Google, the tech giant, recently showcased its latest advancements in artificial intelligence (AI) at its annual developer conference, Google I/O. One of the most notable announcements was Project Astra, a universal AI agent that can understand and respond to users' queries in real-time. The technology is designed to be multimodal, meaning it can process both text and visual information from the environment.
Google's head of DeepMind and leader of its AI efforts, Demis Hassabis, has been working on AI for decades. He envisions Project Astra as a universal assistant that can accomplish tasks on behalf of users and improve trip planning features. Some AI agents may act as simple tools for getting things done while others will be more like collaborators and companions.
Google's Gemini 1.5 Flash model is designed to be faster for common tasks such as summarization and captioning, while the Gemini Nano model is supposedly faster than ever for local use on devices like smartphones.
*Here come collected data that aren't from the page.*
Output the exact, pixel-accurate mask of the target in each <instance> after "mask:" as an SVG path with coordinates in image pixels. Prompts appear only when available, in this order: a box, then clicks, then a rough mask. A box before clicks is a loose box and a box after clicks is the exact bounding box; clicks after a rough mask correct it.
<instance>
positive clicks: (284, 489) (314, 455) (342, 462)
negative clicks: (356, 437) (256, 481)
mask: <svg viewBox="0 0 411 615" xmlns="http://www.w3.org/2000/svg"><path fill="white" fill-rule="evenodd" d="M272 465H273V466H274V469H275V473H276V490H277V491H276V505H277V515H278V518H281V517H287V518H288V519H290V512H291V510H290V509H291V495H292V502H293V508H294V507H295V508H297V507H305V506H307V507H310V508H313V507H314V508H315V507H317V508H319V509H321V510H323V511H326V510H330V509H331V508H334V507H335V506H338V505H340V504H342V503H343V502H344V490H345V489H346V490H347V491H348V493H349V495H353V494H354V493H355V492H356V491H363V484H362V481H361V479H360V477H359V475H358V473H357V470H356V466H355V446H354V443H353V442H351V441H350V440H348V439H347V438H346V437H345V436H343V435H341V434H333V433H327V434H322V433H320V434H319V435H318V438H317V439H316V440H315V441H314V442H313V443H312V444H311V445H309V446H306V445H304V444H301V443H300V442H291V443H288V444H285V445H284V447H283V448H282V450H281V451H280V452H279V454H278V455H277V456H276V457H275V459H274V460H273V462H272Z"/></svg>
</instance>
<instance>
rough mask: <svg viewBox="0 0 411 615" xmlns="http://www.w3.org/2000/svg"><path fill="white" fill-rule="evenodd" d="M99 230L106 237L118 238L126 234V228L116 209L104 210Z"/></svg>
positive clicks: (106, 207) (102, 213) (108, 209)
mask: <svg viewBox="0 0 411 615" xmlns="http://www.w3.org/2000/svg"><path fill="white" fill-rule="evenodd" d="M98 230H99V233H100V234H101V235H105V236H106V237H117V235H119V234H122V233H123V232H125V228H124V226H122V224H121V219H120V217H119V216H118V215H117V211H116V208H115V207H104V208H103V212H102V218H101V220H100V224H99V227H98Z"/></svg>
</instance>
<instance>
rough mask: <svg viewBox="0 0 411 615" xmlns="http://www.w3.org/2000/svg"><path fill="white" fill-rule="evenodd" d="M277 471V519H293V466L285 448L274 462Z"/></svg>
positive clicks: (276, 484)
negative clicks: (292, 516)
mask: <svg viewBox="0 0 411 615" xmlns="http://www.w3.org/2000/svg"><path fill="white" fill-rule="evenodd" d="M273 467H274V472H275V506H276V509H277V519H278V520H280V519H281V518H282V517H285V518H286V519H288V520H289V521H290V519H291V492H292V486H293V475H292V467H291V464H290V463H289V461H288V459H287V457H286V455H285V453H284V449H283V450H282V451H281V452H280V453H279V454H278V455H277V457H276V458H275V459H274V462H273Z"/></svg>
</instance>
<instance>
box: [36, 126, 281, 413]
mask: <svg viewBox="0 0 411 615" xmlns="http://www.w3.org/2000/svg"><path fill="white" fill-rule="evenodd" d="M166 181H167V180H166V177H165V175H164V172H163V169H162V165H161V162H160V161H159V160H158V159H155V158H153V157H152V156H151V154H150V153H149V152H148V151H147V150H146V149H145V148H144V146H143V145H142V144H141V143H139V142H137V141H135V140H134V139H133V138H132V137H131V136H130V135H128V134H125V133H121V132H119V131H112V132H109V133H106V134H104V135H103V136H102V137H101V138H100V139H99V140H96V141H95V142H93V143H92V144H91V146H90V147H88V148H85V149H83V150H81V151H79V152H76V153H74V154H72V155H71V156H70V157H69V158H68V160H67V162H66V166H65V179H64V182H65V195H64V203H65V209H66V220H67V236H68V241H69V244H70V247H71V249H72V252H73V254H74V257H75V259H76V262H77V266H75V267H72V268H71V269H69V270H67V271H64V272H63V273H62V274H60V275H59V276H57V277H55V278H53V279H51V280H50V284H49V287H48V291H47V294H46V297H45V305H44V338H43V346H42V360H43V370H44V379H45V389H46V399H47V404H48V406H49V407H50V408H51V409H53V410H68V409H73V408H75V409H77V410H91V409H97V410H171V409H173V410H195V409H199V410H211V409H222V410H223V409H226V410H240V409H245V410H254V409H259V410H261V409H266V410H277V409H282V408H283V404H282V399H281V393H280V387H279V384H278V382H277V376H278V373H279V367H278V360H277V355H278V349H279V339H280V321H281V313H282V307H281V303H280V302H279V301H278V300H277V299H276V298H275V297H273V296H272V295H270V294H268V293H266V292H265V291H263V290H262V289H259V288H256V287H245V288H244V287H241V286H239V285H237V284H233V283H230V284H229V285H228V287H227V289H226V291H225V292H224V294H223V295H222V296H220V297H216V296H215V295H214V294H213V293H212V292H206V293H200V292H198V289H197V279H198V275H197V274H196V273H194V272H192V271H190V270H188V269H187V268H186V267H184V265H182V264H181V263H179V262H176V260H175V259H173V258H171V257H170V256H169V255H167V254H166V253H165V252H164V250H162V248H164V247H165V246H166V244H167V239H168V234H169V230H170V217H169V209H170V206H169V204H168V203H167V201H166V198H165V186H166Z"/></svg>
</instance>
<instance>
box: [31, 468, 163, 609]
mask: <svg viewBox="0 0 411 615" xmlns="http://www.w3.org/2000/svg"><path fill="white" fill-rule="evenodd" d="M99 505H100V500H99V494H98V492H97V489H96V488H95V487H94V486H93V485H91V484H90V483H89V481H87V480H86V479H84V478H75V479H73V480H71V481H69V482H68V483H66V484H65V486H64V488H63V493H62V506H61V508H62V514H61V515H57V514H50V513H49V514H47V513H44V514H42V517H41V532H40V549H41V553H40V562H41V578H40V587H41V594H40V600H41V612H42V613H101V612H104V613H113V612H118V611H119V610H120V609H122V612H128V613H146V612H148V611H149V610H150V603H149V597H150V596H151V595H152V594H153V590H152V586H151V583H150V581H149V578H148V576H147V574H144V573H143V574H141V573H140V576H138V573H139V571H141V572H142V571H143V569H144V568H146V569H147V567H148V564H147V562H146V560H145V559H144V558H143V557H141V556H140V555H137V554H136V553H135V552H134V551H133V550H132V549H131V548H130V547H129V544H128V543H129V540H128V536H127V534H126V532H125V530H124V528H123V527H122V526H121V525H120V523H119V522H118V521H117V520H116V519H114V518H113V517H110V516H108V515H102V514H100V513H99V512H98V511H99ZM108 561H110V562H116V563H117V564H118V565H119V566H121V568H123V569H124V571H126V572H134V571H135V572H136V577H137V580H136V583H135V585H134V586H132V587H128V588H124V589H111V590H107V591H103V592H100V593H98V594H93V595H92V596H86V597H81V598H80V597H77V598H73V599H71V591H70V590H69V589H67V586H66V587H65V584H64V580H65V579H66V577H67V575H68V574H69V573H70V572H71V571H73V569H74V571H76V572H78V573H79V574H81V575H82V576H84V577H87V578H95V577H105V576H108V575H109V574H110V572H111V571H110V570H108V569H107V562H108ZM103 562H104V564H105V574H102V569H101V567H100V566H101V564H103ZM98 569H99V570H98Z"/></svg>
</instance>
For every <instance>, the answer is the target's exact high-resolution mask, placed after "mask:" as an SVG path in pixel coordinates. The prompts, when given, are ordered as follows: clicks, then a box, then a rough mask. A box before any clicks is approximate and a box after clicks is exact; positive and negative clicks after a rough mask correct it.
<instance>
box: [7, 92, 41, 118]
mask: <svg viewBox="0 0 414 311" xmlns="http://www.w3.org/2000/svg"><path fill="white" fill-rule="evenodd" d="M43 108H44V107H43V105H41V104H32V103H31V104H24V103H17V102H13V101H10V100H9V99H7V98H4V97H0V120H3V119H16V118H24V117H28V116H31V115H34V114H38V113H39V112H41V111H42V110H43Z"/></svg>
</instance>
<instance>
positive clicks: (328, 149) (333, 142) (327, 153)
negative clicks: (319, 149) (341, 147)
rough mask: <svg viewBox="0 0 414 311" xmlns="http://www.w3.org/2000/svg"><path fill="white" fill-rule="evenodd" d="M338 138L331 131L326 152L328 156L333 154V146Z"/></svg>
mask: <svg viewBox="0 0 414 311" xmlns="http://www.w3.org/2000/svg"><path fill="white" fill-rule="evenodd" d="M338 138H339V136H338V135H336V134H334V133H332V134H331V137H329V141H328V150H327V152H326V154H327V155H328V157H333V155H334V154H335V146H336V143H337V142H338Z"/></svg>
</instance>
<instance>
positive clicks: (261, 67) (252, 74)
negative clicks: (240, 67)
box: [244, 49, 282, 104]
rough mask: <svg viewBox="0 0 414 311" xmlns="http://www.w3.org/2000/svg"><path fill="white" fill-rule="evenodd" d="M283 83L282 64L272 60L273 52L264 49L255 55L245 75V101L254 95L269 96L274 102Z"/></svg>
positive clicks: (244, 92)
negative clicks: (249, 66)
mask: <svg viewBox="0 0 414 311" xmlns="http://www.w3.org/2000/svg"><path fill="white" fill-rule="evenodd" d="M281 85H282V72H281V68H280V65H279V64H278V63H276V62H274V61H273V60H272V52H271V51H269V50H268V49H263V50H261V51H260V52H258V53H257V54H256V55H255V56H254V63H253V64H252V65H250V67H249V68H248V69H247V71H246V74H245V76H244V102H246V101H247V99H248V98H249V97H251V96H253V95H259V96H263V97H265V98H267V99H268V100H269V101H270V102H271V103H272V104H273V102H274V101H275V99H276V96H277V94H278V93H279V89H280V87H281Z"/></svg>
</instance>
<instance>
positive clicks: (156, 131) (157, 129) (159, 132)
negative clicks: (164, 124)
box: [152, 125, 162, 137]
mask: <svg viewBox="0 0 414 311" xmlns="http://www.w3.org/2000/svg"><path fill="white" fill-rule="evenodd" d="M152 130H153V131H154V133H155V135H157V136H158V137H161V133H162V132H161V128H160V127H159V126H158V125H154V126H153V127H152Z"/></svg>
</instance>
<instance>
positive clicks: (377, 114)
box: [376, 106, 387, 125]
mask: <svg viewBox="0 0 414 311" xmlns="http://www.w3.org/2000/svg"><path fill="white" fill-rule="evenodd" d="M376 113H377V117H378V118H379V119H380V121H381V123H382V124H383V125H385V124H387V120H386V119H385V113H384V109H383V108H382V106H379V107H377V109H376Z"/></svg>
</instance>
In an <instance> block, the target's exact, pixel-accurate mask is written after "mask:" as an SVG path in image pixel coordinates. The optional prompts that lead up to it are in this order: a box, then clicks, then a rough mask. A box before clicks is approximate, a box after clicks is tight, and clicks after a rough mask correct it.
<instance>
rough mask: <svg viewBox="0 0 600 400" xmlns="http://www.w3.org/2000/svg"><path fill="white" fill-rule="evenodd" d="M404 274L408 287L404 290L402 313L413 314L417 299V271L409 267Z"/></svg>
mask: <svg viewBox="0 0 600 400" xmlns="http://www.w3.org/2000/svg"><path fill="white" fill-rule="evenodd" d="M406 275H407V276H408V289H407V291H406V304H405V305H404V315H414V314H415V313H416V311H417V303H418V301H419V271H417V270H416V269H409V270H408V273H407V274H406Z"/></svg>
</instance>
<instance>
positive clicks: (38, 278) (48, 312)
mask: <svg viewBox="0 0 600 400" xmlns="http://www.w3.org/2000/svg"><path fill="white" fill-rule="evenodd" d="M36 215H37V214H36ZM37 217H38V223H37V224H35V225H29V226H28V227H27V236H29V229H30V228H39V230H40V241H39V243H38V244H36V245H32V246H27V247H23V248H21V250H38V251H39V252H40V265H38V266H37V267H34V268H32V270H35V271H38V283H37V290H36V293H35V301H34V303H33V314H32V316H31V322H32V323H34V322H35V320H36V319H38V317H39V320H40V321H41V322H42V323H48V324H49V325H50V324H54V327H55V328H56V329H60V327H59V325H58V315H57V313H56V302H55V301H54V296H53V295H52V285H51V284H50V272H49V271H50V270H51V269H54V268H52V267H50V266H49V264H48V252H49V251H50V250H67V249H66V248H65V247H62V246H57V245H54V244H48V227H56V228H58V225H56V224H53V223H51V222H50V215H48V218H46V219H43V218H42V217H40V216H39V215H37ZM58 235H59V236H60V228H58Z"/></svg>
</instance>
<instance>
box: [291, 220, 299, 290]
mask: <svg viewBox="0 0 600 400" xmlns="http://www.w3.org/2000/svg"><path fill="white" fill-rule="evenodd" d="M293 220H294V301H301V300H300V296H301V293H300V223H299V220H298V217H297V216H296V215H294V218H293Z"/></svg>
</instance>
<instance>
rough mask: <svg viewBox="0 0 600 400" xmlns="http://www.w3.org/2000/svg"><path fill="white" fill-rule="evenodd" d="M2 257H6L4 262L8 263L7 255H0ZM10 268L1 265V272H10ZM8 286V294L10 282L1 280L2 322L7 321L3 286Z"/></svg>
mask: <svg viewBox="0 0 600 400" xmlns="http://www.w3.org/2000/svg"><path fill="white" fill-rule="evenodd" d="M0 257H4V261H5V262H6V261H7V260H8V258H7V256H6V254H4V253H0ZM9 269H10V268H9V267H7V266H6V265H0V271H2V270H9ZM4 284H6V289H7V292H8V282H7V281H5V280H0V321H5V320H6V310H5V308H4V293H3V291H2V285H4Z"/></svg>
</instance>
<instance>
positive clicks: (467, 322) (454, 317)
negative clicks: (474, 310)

The context window for the Gemini Pro has been doubled to 2 million tokens, improving its ability to consider information in a given query.
Project Astra can see the world, identify objects and locations, answer questions, and assist users in various tasks near real-time. Google is focusing on developing AI agents that can accomplish tasks on behalf of users. Hassabis envisions some AI agents as simple tools for getting things done while others will be more like collaborators and companions.
Google's Project Astra technology will come to the Gemini app later this year, allowing users to point their phone camera to nearby objects and ask relevant questions such as 'What neighborhood am I in?' or 'Did you see where I left my glasses?'. The company also announced Music AI Sandbox, a group of AI tools that can help artists create music with DeepMind and YouTube.
Google's rivals in the high-stakes AI competition include Microsoft, Meta, Amazon, OpenAI, Anthropic, and Perplexity. Google Search has already answered billions of queries with Gemini technology and is now incorporating multi-step reasoning in search. For example, it can find the best-rated yoga studios in Los Angeles and calculate the walking distance from each while offering the cost per class all from one search query.
Google's Alphabet CEO Sundar Pichai announced that Google will roll out AI capabilities in its flagship search product to all U.S. users this week, making it more accessible and convenient for everyone.